Im Kursaal in Bad Emstal begrüßte Carsten Sonnenschein, 2. Vorsitzender der SG, die Gäste. Mit seinem Orga-Team hatte er eine gute Mischung für einen unterhaltsamen Abend zusammengestellt.

Die festlich gekleideten Besucher tanzten eifrig zu Klängen der Band „Smash“. In den Tanzpausen gab es Vorführungen, von denen zwei besonders den Beifall der Gäste fanden. Der KSV Baunatal war mit seiner Sport-Akrobatik Gruppe vertreten. Was die Mädchen und jungen Damen im Alter zwischen 10 bis 24 Jahren, von instrumentaler Musik begleitet, darboten, war vom Feinsten. Tänzerische Anmut, gepaart mit akrobatischen Saltos, Stütz- und Balance-Elementen, ließ die Zuschauer applaudieren.

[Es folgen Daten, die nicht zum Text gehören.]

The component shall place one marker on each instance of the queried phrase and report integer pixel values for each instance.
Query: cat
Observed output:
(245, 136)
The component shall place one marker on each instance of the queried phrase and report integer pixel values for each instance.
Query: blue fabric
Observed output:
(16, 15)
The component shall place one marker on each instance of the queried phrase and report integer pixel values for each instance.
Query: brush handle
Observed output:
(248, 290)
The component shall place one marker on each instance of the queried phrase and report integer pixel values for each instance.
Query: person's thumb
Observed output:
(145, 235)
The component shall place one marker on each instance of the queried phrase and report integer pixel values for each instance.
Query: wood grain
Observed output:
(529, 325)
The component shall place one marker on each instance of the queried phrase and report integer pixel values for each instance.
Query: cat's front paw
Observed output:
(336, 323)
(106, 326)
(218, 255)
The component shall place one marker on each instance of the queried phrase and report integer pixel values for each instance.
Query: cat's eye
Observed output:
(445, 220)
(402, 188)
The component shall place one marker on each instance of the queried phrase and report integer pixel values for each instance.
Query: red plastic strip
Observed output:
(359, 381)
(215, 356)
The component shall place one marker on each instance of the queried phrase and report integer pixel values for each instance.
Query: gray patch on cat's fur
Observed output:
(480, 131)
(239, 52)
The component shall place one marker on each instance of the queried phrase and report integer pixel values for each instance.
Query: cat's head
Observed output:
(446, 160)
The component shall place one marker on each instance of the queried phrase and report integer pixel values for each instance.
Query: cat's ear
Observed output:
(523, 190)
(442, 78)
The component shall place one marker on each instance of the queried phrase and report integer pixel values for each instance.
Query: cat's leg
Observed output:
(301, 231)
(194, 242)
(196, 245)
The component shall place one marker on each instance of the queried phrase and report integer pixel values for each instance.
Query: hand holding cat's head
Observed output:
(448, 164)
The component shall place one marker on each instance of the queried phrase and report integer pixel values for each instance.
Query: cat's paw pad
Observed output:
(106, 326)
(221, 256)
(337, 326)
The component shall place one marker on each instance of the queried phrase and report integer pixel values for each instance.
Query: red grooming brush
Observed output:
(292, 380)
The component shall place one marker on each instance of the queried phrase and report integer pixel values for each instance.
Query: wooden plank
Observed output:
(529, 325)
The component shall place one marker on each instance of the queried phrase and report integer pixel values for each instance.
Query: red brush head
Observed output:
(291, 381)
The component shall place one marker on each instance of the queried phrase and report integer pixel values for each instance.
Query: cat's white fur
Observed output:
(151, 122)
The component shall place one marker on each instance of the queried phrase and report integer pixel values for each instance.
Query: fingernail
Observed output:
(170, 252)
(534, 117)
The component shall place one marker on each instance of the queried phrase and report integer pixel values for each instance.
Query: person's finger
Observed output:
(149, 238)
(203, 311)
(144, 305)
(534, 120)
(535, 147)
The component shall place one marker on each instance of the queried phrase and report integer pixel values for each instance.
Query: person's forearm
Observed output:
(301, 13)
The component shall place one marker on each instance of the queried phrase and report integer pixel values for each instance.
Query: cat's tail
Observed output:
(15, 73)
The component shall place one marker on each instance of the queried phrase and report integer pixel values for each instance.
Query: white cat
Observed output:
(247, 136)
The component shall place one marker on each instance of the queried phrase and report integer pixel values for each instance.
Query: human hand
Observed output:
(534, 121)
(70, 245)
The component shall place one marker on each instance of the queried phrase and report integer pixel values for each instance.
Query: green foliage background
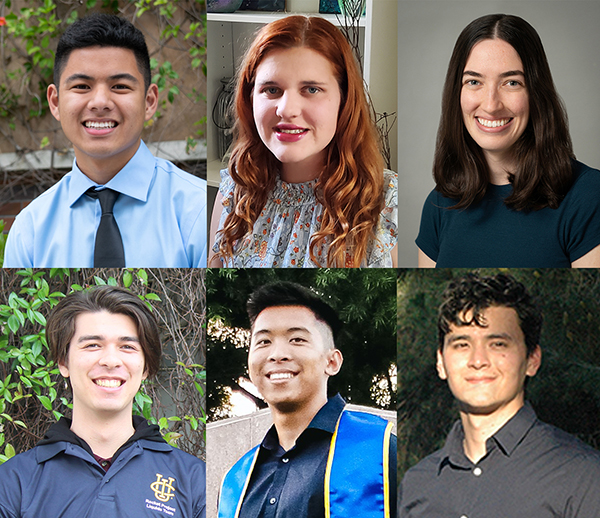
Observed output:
(566, 390)
(365, 301)
(33, 395)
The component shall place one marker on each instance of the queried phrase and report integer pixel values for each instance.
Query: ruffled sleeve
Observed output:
(226, 188)
(386, 234)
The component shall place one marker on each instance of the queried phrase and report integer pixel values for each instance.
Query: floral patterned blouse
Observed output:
(281, 234)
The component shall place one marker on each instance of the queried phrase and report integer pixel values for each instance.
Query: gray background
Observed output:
(427, 32)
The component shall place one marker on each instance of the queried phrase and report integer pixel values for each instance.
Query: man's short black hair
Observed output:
(470, 295)
(291, 294)
(102, 30)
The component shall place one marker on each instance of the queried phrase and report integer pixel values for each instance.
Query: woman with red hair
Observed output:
(306, 186)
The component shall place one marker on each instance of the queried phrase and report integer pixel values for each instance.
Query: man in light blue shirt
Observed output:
(102, 96)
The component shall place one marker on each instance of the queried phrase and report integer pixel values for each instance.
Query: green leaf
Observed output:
(9, 451)
(13, 324)
(127, 278)
(46, 402)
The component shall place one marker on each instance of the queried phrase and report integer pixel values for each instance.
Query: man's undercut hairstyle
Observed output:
(60, 328)
(465, 299)
(102, 30)
(291, 294)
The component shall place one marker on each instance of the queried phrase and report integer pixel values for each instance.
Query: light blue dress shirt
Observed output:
(161, 214)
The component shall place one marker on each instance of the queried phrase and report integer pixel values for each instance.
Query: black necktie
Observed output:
(108, 250)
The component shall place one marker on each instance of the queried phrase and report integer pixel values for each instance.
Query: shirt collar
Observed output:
(133, 180)
(325, 420)
(507, 438)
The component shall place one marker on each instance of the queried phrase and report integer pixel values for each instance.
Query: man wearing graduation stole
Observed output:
(318, 459)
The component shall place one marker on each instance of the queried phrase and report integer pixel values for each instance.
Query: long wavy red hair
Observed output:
(350, 186)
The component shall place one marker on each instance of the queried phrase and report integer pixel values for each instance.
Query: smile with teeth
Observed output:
(108, 383)
(281, 375)
(291, 132)
(494, 123)
(99, 125)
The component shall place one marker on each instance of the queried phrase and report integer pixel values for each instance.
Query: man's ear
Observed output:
(534, 360)
(440, 365)
(52, 95)
(151, 101)
(334, 362)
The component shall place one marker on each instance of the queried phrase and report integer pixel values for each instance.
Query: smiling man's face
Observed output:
(486, 365)
(105, 364)
(102, 104)
(291, 358)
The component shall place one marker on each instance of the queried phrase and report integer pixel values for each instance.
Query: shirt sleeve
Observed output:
(582, 215)
(197, 244)
(226, 188)
(19, 245)
(428, 239)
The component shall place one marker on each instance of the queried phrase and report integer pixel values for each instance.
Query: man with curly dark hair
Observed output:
(499, 460)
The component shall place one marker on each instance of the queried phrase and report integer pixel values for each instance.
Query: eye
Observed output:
(271, 91)
(263, 342)
(514, 83)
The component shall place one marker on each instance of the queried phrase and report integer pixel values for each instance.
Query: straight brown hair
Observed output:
(60, 327)
(543, 154)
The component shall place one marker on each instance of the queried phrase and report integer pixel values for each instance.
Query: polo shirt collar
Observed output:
(133, 180)
(325, 420)
(507, 438)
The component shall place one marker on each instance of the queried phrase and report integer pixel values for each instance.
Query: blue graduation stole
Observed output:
(356, 477)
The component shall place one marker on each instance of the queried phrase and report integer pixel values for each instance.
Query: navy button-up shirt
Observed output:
(530, 470)
(290, 483)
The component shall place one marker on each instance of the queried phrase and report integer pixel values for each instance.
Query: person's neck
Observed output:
(102, 170)
(290, 424)
(301, 172)
(499, 165)
(104, 433)
(478, 428)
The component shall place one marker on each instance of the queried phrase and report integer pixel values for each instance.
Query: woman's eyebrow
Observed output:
(503, 74)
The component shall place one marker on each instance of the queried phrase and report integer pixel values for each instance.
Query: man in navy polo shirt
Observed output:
(318, 459)
(103, 463)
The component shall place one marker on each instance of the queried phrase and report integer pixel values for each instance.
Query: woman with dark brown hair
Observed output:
(509, 192)
(305, 186)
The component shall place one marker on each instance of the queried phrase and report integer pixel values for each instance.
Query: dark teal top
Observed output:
(489, 234)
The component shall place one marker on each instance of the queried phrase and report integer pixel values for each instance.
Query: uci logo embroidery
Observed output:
(163, 488)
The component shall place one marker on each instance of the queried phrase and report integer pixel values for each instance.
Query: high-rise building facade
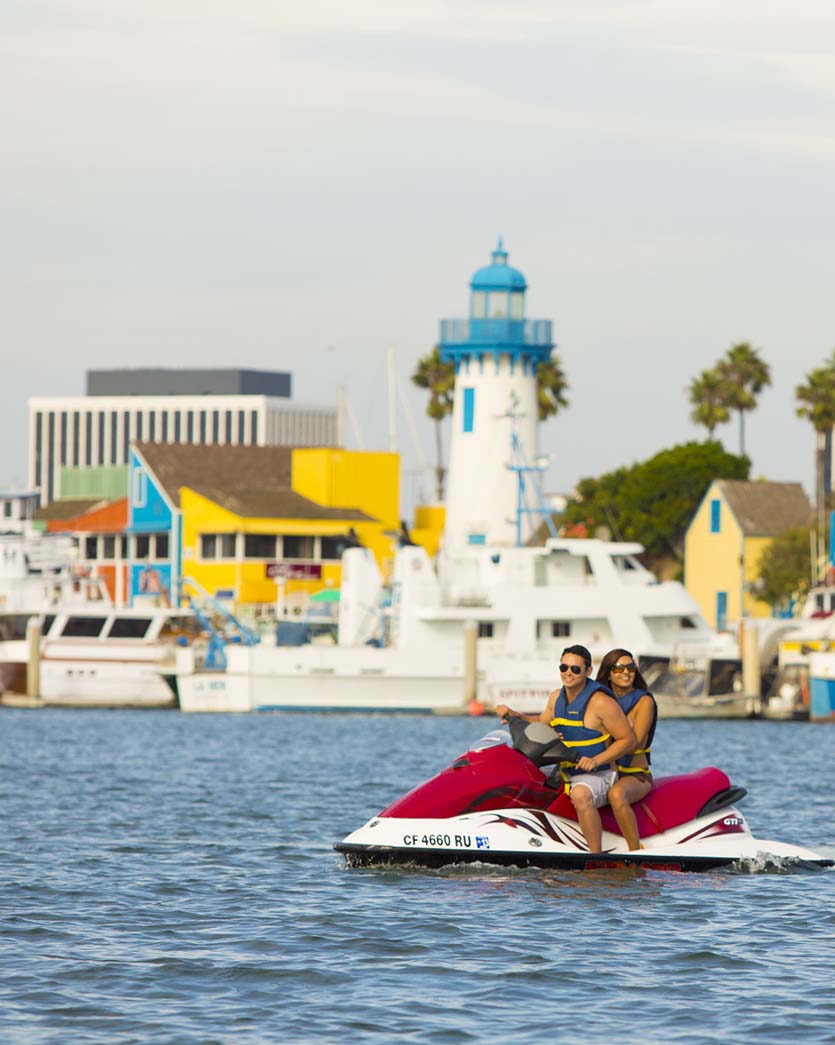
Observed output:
(95, 430)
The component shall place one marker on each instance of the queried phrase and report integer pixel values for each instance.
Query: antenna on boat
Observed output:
(528, 477)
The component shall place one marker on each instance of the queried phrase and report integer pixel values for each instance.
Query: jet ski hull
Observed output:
(493, 805)
(533, 838)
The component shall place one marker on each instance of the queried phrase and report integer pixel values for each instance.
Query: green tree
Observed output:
(784, 567)
(816, 402)
(709, 396)
(551, 388)
(744, 374)
(438, 378)
(652, 502)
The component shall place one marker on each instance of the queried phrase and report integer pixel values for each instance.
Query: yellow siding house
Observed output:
(736, 520)
(258, 525)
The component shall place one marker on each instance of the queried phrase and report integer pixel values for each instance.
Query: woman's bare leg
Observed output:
(622, 794)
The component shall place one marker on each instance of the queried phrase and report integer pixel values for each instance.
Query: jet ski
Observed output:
(504, 803)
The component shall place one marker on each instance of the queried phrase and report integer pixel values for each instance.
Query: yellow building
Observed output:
(261, 525)
(735, 523)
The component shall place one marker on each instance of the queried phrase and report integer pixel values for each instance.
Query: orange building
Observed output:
(99, 527)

Bei so viel Können und Präzision braucht ihnen und ihrer Trainerin Anke Lippmann beim deutschlandweiten Vergleich am 24. November in der Baunataler Rundsporthalle um eine gute Platzierung nicht bange sein.

Die Capoeira-Gruppe aus Göttingen präsentierte dem Publikum eine brasilianische Sportart, die Elemente des Kampfsports mit Tanz und Akrobatik verbindet. Hinzu kommen Gesang und Instrumentalmusik. Es wird vermutet, dass im 16. Jahrhundert angolanische Sklaven den Tanz nach Brasilien gebracht haben.

Echte Hingucker

Die fünf Frauen und sieben Männer boten eine Capoeira-Show als echten Hingucker. Mit Gesang, Instrumentalmusik und Körperbeherrschung, belohnt von den Beifallsstürmen des Publikums, brachten sie eine nicht so bekannte Randsportart den begeisterten Zuschauern näher.

Zu mitternächtlicher Stunde wurden die drei Hauptpreise der Tombola gezogen. Es waren Gutscheine über jeweils 100 Euro, gesponsert vom HNA-Kartenservice, Saturn und Kimm-Floristik.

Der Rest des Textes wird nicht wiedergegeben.